Рамону приходилось столь же часто отлучаться по делам своего банка, как во время их жизни в Лондоне. Она люто ненавидела все эти поездки, однако в промежутках между ними нередко выпадали счастливые дни, которые они проводили вместе. В Малаге он не был перегружен работой, так что часто приходил из банка сразу после полудня, и они отправлялись в самые укромные и безлюдные местечки на побережье или в какой-нибудь из тихих ресторанчиков, где подавали местные морские деликатесы и вина.

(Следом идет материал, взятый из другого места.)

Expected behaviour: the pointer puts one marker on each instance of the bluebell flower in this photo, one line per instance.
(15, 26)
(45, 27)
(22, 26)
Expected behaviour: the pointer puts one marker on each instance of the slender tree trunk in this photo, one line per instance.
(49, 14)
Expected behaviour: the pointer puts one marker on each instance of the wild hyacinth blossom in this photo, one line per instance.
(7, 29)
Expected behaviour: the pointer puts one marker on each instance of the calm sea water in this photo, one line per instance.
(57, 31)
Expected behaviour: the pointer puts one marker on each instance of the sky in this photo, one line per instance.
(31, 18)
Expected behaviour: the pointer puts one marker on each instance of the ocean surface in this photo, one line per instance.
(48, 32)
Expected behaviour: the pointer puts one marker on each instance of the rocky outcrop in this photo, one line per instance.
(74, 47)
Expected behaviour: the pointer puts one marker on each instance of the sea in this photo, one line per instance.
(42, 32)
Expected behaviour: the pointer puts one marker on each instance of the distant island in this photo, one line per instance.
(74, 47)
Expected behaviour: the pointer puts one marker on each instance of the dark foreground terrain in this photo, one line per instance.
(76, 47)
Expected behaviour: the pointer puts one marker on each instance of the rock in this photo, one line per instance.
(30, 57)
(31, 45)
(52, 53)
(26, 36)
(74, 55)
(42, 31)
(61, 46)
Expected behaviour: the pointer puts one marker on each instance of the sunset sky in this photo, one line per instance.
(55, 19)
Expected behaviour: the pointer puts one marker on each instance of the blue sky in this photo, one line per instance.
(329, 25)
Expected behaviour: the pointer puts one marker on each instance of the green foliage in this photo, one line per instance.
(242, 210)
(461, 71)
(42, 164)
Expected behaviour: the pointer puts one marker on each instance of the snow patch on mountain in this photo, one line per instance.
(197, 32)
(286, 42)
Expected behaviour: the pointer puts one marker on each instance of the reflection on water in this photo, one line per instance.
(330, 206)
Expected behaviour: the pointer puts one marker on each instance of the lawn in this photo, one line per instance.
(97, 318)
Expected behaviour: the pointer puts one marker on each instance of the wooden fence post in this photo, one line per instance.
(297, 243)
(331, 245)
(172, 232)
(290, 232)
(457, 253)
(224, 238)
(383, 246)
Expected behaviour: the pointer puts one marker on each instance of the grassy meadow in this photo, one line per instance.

Его рана полностью зажила.

– Неудивительно, ведь за мной ухаживала медсестра такой высокой квалификации, – заявил он ей. Осталось только два шрама, на груди и спине, два гладких, розовых рубца, отчетливо видных на фоне темной кожи. Его загар в целом был гораздо темнее, чем у нее; тело по цвету напоминало лоснящееся красное дерево. Этот загар являл собой разительный контраст его зеленым глазам, которые казались еще светлее и ярче.

Когда Рамон был в отъезде, Изабелла оставалась в обществе Адры.

Она понятия не имела, где Рамон ее отыскал. Тем не менее, его выбор оказался на редкость удачным, ибо Адра Оливарес превосходно заменяла ей няню. В каком-то смысле даже превзошла свою предшественницу, так как не была столь болтлива, назойлива и любопытна, как та.

Адра была хрупкой на вид, но в то же время физически крепкой женщиной лет сорока с небольшим. У нее были блестящие черные волосы с несколькими седыми прядями; она собирала их сзади в пучок размером с крикетный мяч, который красовался на затылке. Темное лицо выглядело суровым, и в то же время его не покидала добрая, ласковая улыбка. Больше всего внимание Изабеллы привлекали ее руки; загорелые, сильные, с широкими ладонями, словно специально созданные для всякого рода тяжелой работы, они моментально становились быстрыми и легкими, когда она готовила или гладила белье Изабеллы, доводя его до безукоризненной, хрустящей чистоты; они были нежными и бесконечно заботливыми, когда массировали ноющую спину Изабеллы или смазывали ее большой загорелый живот оливковым маслом, чтобы мышцы сохраняли упругость, а кожа осталась гладкой и молодой, без растяжек, часто появляющихся после родов.

Помимо всего прочего, она взялась обучать Изабеллу испанскому языку, и они быстро достигли столь впечатляющих результатов, что удивили даже Района. Уже через месяц Изабелла без труда читала местные газеты, свободно беседовала с водопроводчиком и телевизионным мастером и активно поддерживала Адру, когда та торговалась на рынке с неуступчивыми продавцами.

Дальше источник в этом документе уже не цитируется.